Yo me había propuesto olvidar todo lo acontecido, y pensar que fue una charla de borrachos, ¿y los accidentes?, pues el azar. Y no habría contado todo esto si no fuera porque el domingo pasado han sido las elecciones y me han dicho que la nueva alcaldesa del pueblo ha dispuesto un presupuesto para preservar la Iglesia y convertir Valdehorna en un lugar de turismo rural, como Anento o la misma Daroca; comenzarían reparando los cimientos de la Iglesia, y por supuesto la misma cripta. El cura y yo nos habíamos opuesto a esta construcción, de tácito acuerdo, por razones diferentes, hace dos días mi amigo incrédulo me dijo que intentaría bajar a la cripta y romper la pared y el símbolo borroso de Salomón para demostrarme que todo es mentira y que allí solo hay huesos. Le dije que no lo hiciera, que solo aceleraría el fin, que yo no podía permitírselo. Ahora en el pueblo están preocupados porque no se sabe nada de él, desde entonces no han tenido noticias suyas, alguien ha dicho que debe de estar fuera de Valdehorna en una de sus visitas pastorales a los pueblos cercanos.

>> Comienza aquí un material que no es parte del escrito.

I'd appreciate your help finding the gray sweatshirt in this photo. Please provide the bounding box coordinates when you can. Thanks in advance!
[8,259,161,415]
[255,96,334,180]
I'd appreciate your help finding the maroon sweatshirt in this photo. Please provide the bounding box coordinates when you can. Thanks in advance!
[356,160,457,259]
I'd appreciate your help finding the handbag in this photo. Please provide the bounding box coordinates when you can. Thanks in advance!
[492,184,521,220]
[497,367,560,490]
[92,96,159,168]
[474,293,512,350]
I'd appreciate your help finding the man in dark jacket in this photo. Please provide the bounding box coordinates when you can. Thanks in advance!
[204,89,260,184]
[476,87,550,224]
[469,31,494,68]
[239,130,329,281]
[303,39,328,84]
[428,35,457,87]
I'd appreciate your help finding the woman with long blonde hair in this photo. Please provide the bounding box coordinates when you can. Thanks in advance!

He vuelto a rezar a un Dios crucificado con el rosario que me dejó mi amigo el párroco, tal vez sea un dios falso pero un dios que al menos me da cierta tranquilidad, he pensado que seguramente el viejo Lavilla no estaba loco, nada de eso, ni su muerte fue tan azarosa y que tal vez ni siquiera fue por cáncer. Repito, me han llamado cobarde, traidor, cambia casacas, pero solo os he advertido, el ser está en la cripta, esperando en la oscuridad y solo una gota, una sola gota de luz, una pequeña resquebrajadura en el sello bastará para que salga al mundo. No he dormido en toda la noche. Está amaneciendo y hoy comienzan las reparaciones generales de la iglesia de Valdehorna, ayer la alcaldesa, una mujer bonachona que milita las filas del PP, me ha confirmado con verdadera alegría que comenzarán por la cripta la reconstrucción, acabo de ver pasar a los obreros con sus instrumentos de albañilería, picos, palas. Van animados, cantando una jota picante, los he visto mientras cubro el cadáver de mi amigo que está tirado en mi sala, el joven párroco de Valdehorna, he dicho que no podía permitir que abriera la cripta, pero no lo pude convencer, ya resucitará el Día del Juicio Final, ahora agarraré el ensangrentado martillo de armas y saldré a la calle, tal vez ya no se atrevan a llamarme mentiroso, no sé si podré matar a tiempo a todos los albañiles y peones antes de que abran la cripta y desencadenen el horror absoluto sobre el mundo.
Que cualquier Dios nos agarre confesados.